While the stories can be a bit erratic, the visuals are a steady joy from start to finish. Cinematographer Robert Yeoman’s images could fill a postcard rack. Together, he and Anderson dip into all kinds of techniques to create a vivid living, breathing tapestry. They play around with the aspect ratios, cross back-and-forth between black-and-white and color, and use several of Anderson’s favorites touches (his side-scrolling dollhouse trick, his low-cut angles, the scrupulous editing, the dingy pastels in his color palette). At times it may feel like sensory overload, but I couldn’t take my eyes off the screen and often wanted the pause the movie just to soak in every detail.

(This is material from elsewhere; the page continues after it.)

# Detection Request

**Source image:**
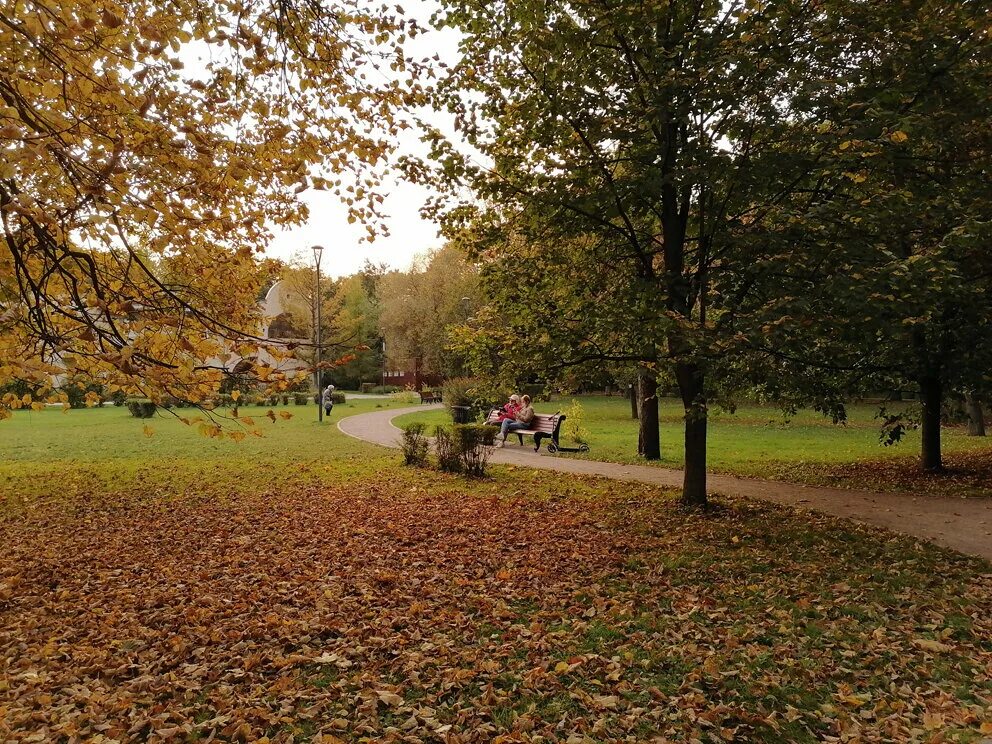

“The French Dispatch” isn’t a movie easily defined, yet it’s one that’s very confident in itself. Nearly every frame, every character, and even the stories themselves are rich with influences and inspirations. Unfortunately the movie never slows down, never lets us up for air, and never gives us time to digest what we have consumed. That steady propulsion is embedded in the film’s DNA and is a key part of Anderson’s storytelling design. It can also be exhausting and a bit overwhelming, to the point that it leaves you thinking more about what all you missed rather than what you’ve actually seen. Then again, you could say “The French Dispatch” isn’t as much about the stories being told as it is the art of telling them. I don’t know if I fully buy that, but it’s enough to tide me over till my second viewing, something every Wes Anderson movie requires.